In January 2022, Raitt received a Lifetime Achievement Award at the Grammys and in April that year she released her 18th studio LP, Just Like That…, which shot to #1 in the Billboard Top Blues Albums and Billboard Folk Albums charts. In February 2023, she won three Grammys for songs on the LP: Song of the Year (“Just Like That”), Best American Roots Song (“Just Like That”) and Best Americana Performance (“Made Up Mind”). After noting in her acceptance speech that “Just Like That” was inspired by singer-songwriter John Prine, who died in 2020, Raitt said, “I don’t write a lot of songs but I’m so proud that you appreciate this one.”

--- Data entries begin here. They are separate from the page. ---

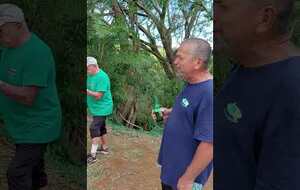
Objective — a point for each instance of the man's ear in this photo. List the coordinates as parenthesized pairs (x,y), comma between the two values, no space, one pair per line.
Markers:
(199,63)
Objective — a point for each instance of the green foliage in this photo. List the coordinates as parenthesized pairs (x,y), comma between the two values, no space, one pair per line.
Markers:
(135,76)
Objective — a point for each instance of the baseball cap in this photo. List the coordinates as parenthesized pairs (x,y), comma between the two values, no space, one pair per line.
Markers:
(10,13)
(91,61)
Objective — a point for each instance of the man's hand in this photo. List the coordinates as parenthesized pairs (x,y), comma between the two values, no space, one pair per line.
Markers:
(185,183)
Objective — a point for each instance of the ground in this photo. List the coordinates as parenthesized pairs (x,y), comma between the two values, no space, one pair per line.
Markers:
(131,164)
(57,178)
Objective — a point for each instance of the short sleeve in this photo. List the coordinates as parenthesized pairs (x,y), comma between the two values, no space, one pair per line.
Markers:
(204,119)
(37,69)
(102,84)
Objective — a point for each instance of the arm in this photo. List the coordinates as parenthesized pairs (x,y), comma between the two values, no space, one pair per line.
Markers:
(202,157)
(24,95)
(97,95)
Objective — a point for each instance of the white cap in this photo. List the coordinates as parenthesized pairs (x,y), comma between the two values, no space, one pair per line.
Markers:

Speaking to The Guardian in 2022, Raitt talked about the passion and perseverance that have been foundational to her 50-plus year career, highlighting the “art-over-commerce” approach that’s defined her professional life. “I’m just one more kid who learned how to play the blues from being a fan,” she said. “My game plan was just to follow my blues and jazz exemplars. Stay true to your art, do the best shows you can, keep going, don’t worry about commercial success, and when you’re 70 years old people will still want to come and see you.”